On Tuesday 29 May 2007 12:40 pm, Lex Spoon wrote:
Yes, algorithms are more amenable to proof than implementation. If you implement a proven algorithm, and something goes wrong, then it's a normal old bug.
Proofs and Implementation represent two ends of a large spectrum. Algorithms falls there somewhere in between (but closer to Proofs). I think Alan Kay pointed out a few mails before that "HW is just SW crystallized early". A mathematician would work near the Proof end, while an engineer would have to tackle the Implementation side. For engineers, any system that takes us "close enough" is good enough.
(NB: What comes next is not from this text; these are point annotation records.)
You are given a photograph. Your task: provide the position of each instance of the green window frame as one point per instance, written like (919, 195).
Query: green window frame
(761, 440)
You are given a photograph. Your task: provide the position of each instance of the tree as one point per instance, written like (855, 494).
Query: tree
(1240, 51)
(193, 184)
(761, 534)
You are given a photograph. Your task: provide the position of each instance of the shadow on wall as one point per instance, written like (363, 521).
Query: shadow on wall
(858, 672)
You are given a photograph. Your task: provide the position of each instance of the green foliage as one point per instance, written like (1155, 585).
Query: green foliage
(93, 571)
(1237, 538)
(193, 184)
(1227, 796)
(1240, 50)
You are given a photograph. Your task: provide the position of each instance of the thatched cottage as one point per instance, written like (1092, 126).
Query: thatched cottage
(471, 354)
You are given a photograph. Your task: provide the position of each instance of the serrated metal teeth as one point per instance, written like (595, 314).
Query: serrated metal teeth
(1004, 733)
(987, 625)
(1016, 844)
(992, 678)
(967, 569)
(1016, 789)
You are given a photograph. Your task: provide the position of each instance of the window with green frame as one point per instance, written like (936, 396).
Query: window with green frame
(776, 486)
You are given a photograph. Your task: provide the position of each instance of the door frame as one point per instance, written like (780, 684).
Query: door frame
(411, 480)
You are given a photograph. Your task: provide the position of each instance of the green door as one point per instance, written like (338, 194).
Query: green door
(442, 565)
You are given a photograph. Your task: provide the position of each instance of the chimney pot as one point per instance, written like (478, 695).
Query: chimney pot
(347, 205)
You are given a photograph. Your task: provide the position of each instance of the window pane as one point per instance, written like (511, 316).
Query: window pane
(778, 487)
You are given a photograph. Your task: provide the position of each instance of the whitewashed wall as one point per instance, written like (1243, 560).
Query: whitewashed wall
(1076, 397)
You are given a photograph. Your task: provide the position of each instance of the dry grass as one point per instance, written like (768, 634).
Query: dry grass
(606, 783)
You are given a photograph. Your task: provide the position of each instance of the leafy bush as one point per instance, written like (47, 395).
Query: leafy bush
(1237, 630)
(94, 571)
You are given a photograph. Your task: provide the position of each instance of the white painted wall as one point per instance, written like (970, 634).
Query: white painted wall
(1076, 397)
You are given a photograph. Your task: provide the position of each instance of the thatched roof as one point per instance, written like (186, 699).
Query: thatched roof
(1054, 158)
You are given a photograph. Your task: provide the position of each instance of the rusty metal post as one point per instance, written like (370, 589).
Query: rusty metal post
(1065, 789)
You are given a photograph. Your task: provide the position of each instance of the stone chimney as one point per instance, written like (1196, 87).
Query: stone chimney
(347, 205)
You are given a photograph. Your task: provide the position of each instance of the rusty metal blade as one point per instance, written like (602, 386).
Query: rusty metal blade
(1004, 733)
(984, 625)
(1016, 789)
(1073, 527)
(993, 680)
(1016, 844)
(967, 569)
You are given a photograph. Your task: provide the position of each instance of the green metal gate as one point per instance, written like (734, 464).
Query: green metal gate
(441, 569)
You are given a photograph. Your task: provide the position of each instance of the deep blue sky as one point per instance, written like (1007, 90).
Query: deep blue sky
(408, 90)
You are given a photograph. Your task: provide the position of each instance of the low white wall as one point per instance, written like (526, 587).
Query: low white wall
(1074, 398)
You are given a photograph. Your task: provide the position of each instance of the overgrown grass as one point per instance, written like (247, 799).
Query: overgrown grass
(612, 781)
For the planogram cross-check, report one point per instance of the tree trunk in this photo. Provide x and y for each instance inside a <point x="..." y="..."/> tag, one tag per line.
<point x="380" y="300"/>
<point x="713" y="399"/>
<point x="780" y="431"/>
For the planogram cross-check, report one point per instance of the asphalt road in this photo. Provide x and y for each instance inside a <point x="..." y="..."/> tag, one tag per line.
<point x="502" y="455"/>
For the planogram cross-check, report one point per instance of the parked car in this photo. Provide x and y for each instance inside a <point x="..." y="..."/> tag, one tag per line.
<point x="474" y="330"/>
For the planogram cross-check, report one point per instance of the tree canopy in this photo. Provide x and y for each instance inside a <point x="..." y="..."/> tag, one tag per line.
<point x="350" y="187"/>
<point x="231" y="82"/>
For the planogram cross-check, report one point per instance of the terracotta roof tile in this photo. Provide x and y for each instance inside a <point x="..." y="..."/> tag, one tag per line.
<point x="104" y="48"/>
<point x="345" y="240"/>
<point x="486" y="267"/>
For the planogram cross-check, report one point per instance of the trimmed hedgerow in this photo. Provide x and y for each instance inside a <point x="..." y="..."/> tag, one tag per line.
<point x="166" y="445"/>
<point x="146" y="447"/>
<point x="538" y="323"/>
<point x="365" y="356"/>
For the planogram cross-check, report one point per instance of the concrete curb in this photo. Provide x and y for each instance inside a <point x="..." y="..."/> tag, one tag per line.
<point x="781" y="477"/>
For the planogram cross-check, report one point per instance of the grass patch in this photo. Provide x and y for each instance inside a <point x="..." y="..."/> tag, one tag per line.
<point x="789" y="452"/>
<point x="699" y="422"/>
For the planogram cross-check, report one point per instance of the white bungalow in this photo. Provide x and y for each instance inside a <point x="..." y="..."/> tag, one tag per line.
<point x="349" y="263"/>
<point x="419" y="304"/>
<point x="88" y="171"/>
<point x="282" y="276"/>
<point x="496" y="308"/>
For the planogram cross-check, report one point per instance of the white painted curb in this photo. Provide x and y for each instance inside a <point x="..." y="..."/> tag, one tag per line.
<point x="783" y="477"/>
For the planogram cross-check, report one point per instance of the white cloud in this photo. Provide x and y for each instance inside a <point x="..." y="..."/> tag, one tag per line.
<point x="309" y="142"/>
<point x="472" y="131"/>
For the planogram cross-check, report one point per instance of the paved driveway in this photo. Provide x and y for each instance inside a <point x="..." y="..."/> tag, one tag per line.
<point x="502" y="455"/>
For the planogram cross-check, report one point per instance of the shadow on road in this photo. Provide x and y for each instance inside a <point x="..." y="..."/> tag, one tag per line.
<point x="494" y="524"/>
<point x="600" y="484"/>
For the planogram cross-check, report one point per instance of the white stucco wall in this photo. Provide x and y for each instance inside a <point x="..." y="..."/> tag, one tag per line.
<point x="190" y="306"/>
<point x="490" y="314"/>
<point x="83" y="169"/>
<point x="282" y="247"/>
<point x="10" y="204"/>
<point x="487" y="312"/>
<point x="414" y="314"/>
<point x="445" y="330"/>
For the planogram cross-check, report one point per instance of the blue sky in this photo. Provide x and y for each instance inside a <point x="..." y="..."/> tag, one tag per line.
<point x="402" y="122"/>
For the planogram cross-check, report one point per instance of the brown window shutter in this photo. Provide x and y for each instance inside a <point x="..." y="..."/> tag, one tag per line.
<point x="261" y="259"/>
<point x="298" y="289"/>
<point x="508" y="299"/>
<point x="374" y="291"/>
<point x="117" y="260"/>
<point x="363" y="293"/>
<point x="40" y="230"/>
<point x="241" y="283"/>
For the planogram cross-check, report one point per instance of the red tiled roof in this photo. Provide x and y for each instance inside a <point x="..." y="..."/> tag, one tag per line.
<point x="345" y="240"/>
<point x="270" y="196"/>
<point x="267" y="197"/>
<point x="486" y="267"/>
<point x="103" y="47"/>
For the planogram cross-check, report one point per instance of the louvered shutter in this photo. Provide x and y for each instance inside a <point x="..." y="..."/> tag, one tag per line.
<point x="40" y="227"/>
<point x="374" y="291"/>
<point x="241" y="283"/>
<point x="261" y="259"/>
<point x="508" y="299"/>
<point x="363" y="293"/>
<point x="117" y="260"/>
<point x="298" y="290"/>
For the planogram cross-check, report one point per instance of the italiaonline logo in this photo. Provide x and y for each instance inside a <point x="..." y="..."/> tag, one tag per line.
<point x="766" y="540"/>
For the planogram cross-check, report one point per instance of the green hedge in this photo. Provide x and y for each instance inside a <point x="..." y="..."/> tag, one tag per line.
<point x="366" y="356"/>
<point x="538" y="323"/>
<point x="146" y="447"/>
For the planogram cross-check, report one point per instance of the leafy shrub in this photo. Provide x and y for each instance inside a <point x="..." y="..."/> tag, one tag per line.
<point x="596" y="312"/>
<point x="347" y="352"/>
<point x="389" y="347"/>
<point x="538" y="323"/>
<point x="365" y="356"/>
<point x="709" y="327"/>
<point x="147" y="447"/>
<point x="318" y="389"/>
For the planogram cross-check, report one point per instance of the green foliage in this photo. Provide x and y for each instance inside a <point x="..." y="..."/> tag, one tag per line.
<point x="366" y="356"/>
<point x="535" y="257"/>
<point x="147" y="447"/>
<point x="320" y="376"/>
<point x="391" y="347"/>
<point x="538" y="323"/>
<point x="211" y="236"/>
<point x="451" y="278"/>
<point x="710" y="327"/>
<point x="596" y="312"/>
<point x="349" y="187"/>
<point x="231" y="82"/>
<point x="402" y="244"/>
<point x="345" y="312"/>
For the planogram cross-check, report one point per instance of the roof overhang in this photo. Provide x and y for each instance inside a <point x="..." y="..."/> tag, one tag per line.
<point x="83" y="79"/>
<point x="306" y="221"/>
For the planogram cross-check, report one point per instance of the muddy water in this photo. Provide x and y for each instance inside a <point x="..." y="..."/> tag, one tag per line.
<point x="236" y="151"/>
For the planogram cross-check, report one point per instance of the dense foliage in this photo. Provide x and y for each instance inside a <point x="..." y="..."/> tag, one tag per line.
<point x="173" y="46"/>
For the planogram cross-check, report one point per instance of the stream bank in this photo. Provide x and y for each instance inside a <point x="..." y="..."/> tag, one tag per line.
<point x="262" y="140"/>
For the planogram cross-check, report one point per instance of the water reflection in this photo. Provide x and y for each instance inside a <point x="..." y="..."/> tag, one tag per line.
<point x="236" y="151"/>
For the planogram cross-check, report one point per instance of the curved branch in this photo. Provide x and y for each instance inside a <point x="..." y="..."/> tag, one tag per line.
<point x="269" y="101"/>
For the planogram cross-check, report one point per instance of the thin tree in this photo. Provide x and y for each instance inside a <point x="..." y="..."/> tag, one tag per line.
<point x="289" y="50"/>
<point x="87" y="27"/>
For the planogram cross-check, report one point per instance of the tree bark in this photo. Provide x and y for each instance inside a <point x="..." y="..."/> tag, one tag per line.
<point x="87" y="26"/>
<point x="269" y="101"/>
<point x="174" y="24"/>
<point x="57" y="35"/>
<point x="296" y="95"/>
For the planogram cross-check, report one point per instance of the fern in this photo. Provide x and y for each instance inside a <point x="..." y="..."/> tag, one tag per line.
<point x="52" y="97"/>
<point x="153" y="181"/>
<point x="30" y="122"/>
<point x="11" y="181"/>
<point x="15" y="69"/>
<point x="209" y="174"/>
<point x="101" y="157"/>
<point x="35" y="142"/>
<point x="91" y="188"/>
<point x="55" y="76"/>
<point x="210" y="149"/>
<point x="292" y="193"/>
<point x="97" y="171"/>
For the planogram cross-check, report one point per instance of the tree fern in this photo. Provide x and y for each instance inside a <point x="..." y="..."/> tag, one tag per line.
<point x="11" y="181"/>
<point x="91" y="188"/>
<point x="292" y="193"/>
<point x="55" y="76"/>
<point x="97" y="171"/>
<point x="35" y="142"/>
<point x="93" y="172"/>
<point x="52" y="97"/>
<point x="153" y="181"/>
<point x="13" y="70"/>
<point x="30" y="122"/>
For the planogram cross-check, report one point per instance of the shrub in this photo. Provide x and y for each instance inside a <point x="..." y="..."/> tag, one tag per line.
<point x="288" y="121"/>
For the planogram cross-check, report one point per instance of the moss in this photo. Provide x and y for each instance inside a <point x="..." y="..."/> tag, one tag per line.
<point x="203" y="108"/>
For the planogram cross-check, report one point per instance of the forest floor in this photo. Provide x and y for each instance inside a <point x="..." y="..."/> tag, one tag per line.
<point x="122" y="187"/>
But, algorithm to implementation is a big leap of faith today :-(. Where the translation covers just a couple of orders of magnitude (e.g. math, graphics etc), we can achieve an accuracy that is sufficient to commit to HW. But, where modularity is introduced at compile time but vanishes at runtime, we are forced to analyze code that runs into millions of machine instructions. Bugs will be the norm rather than an exception :-).
Projects like Exupery are good because they help us short-circuit many steps between algorithms to machine instructions. The first Smalltalk machine description didn't come with invariants and the bugs were discovered 'at execution time' (cf. Bits of History). It would be interesting to see if Dynabook could be described in Smalltalk along with all invariants.